Age, on the other hand, is the number of times you've circled the sun since you were born.
Then age starts to look as definitional and mutable as names or gender. Why not petition to change it?
Anecdotes: I know someone age 53 whom I would not trust to add two numbers and get the right answer. OTOH, my wife's uncle, who died two years ago at 91, was somebody I consulted regularly until his death about MacOS issues and what DSLR I should use to photograph microwave plasmas. He was an MD. Go figure.
I think definition of age deserves more discussion.
What you're saying is we should have a different metric to measure ability / health, which isn't called age.
That isn’t to say I was born in or even alive in the year 1118 AD. But I’m 900 just the same because I feel like it.
And observing revolutions feels like an abstraction to most people, kind of like "seeing" chromosomes. Most people see effects of revolutions (seasons).
As I understand it, an organism that reproduces sexually (rather than asexually) has a sex dependent on the gamete it produces. There _might_ be some insects with more than two sexes, but generally a dioecious (two-sexed) species will be anisogamous, meaning one sex is responsible for bringing a load of smaller, simpler gametes (sperm, pollen) to the party whilst the other brings a single, larger one (egg, ova). Put them together and babies happen.
The mechanism that determines the organism's sex varies by species. Homo sapiens are a species that have an XY sex-differentiation system. As a sexually dimorhic species (our two sexes look different), one's chromosomes also cause one to express distinct secondary sexual characteristics (e.g., male facial hair, female breasts). Man boobs and bearded women exist, however, so these characteristics are not a 100% accurate indication of one's sex.

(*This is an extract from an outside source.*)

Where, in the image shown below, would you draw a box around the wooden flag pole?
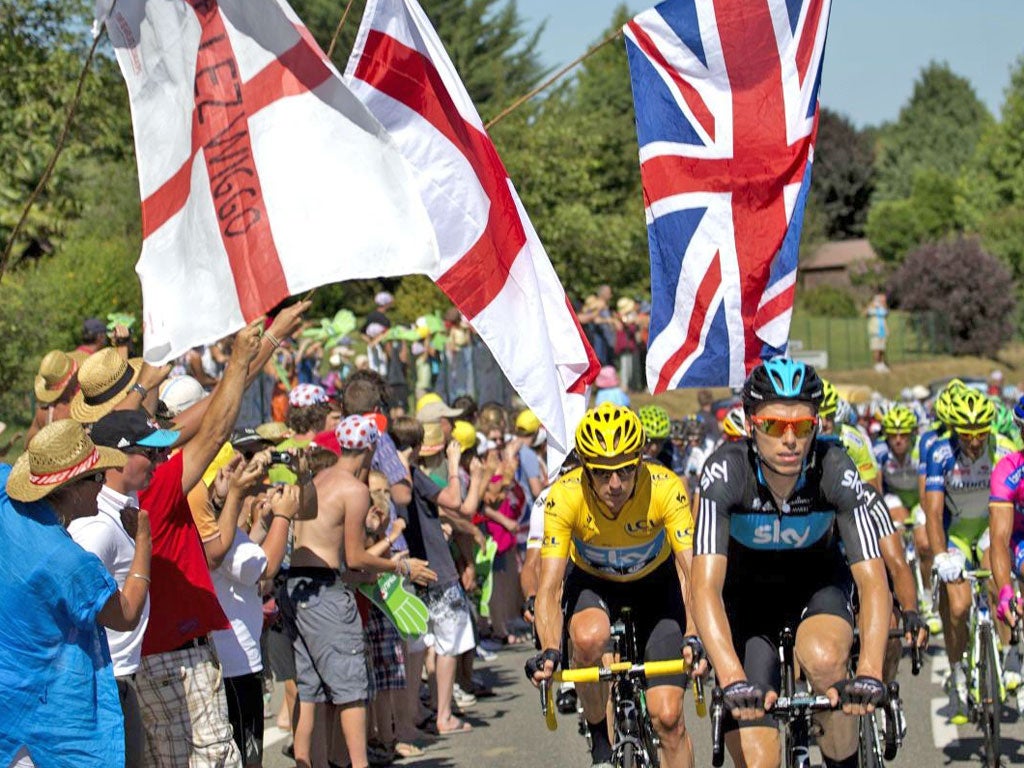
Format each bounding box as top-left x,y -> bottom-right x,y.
483,30 -> 623,130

Also, as another reply stated, the meaning of ‘gender’ may or may not == that of ‘sex’.
Gender referred only to a linguistic concept or was a synonym for sex until the '60s-'70s, when radical feminists and sexologists like John Money proposed that gender be used to refer to the expectations, roles and responsibilities that a culture assigns based on sex (i.e., women should raise kids, men are more aggressive). Personally, I feel a term like ‘tertiary’ or ‘socio-sexual characteristics’ would have been a better, less confusing choice, but unfortunately I wasn't around in the '60s to tell them.
Outside of social sciences, the words generally remain synonymous. Within social sciences the '60s-'70s-era distinction is retained and gender is studied almost exclusively (as you might expect of a sociological concept rather than a biological one).
How many of their chromosomes have you seen?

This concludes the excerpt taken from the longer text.